The light-driven reactions of oxygenic photosynthesis are carried out by five molecular complexes consisting of ~70 polypeptides associated with pigments and redox cofactors. These complexes are hosted within the thylakoid network - a membranous continuum of flattened vesicles with a complex, highly differentiated 3D morphology. The distribution of the complexes within the thylakoids, in particular of the two photosystems, is not homogeneous. This asymmetry has major structural and functional consequences and is essential for the steady-state function of the photosynthetic machinery as well as for its ability to adapt to changes in light quality and intensity. The latter ability is facilitated by redox-controlled regulatory mechanisms, known as state transitions, that counteract imbalances in electron flow between the two photosystems.
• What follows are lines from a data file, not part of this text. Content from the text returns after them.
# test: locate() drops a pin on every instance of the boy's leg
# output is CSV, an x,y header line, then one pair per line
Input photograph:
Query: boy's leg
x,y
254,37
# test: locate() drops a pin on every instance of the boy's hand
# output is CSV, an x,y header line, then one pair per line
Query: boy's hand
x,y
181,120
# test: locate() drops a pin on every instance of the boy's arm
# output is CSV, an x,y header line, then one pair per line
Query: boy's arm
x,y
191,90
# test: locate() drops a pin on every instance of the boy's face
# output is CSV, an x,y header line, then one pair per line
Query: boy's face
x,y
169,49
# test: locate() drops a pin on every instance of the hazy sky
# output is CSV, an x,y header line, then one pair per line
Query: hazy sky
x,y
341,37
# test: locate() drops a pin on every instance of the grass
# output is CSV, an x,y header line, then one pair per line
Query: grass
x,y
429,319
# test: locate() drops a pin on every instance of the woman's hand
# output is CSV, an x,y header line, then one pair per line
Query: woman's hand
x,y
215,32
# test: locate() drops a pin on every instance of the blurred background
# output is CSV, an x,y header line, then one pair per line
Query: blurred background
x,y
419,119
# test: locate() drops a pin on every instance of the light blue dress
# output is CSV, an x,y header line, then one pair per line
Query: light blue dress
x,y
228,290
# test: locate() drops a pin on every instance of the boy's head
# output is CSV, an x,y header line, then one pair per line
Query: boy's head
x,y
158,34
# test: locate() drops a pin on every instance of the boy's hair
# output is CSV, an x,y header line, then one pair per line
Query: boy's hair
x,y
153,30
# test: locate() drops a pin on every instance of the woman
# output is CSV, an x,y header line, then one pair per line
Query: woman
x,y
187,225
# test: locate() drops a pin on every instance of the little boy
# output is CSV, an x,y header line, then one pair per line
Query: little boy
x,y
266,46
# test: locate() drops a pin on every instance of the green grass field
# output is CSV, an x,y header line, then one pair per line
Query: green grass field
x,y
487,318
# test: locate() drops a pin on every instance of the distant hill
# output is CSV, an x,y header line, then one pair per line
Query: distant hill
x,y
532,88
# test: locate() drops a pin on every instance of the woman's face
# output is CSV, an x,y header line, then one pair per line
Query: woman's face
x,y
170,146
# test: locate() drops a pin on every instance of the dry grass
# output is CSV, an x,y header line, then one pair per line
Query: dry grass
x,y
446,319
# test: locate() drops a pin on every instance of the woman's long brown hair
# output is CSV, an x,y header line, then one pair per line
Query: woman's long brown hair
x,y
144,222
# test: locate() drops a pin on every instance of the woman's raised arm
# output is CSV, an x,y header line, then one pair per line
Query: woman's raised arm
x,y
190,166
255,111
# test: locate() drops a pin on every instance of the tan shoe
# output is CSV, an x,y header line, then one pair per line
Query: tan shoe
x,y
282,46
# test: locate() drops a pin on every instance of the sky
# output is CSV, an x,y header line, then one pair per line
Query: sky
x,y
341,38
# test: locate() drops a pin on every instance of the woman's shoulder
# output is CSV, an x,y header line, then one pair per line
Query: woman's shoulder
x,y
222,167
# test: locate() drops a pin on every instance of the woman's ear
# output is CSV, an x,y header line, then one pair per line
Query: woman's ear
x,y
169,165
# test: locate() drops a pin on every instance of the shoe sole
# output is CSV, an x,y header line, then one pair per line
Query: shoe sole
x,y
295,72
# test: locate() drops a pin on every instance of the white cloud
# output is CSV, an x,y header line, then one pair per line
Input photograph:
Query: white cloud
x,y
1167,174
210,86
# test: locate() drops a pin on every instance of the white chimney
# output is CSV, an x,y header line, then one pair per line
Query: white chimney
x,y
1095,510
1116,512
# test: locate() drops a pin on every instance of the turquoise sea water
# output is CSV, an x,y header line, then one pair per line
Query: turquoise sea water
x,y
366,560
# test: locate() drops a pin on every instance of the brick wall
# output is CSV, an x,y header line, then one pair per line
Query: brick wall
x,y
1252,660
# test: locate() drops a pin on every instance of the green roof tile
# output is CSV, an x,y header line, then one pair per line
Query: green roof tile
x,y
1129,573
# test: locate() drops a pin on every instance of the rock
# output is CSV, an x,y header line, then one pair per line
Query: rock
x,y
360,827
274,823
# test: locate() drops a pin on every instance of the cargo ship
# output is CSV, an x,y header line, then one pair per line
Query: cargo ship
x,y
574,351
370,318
State transitions are accompanied by reversible changes in the structure of the thylakoids and involve redistribution of LHC II (and possibly of other photosynthetic complexes) between the different thylakoid domains. Presently, high-resolution data on the 3D structure of the thylakoid network are not available and the distribution and spatial organization of the photosynthetic complexes within this network are not fully characterized. The macroscopic and microscopic structural changes that accompany state transitions and their evolution in time are even less defined.

Our research concentrates on determination of the 3D structure of the thylakoid network and the distribution of the photosynthetic complexes within it, at a near-molecular resolution. More recently, we began studies aimed at following the temporal evolution of the macroscopic and microscopic changes that accompany light adaptation.